Rising home prices continued to boost total U.S. home equity during the second quarter.
According to CoreLogic’s quarterly Homeowner Equity Insights Report, homeowners with mortgages – which account for roughly 63% of all U.S. properties – saw their equity increase by 4.8% in the second quarter compared with the second quarter of 2018.
That’s a net gain of nearly $428 billion – or $4,900 per homeowner – in home equity in a year.
States that saw the largest annual gains included Idaho (where homeowners gained an average of $22,100), Wyoming ($20,400) and Nevada ($16,800).
Meanwhile, roughly 2 million homes were in negative equity, as of the end of the second quarter. That’s 3.8% of all mortgaged properties.
That’s a decrease of 7% compared with the first quarter and a decrease of 9% compared with the second quarter of 2018, when 2.2 million homes, or 4.3% of all mortgaged properties, were in negative equity.
The national aggregate value of negative equity as of the end of the second quarter was approximately $302.7 billion. That’s down approximately $2.6 billion, or 0.8%, from $305.3 billion in the first quarter and down about $21 billion, or 7.5%, from $281.7 billion in the second quarter of 2018.
“Borrower equity rose to an all-time high in the first half of 2019 and has more than doubled since the housing recovery started,” says Frank Nothaft, chief economist for CoreLogic, in a statement. “Combined with low mortgage rates, this rise in home equity supports spending on home improvements and may help improve balance sheets of households who could take out home equity loans to consolidate their debt.
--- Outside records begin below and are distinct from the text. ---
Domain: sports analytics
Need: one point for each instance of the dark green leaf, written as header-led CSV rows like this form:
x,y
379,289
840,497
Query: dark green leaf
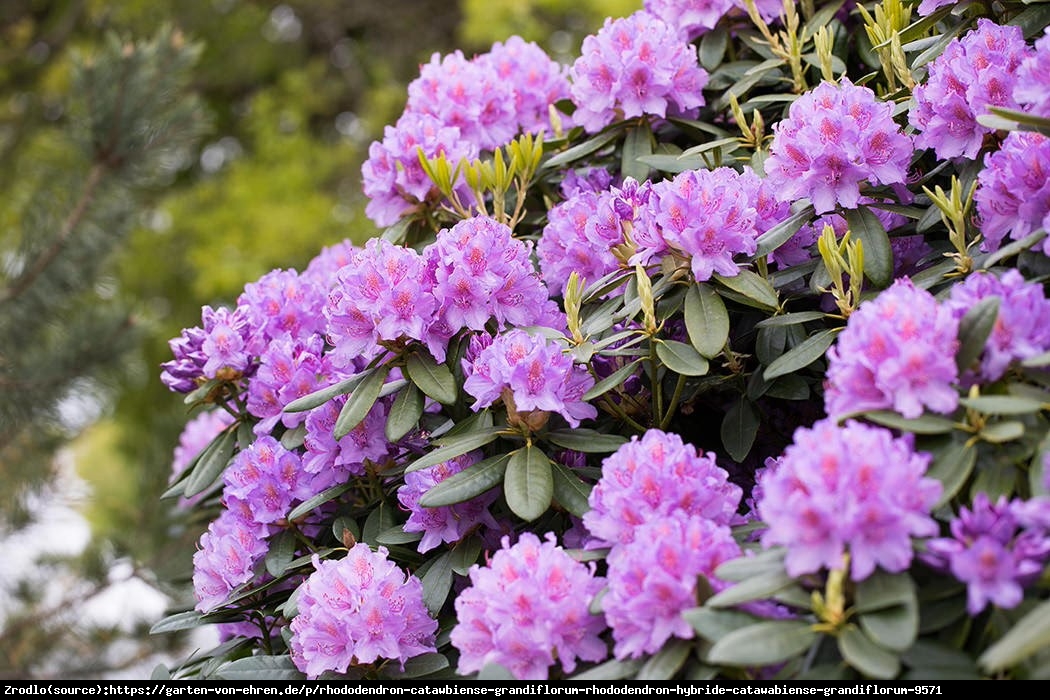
x,y
433,379
319,500
404,414
210,465
360,402
707,320
738,428
460,445
612,381
321,397
528,484
666,662
752,287
464,485
570,492
762,643
585,440
926,424
638,143
973,331
260,669
952,467
866,228
681,358
802,355
864,655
“Home values have continued to rise in most parts of the country this year and we are seeing the benefit in higher home equity levels,” adds Frank Martell, president and CEO of CoreLogic. “The western half of the U.S. has experienced particularly strong gains in home equity recently. In July, South Dakota and Connecticut were the only two states to post annual home price declines. These losses mirror the states’ home equity performances during the second quarter as both reported negative home equity gains per borrower.”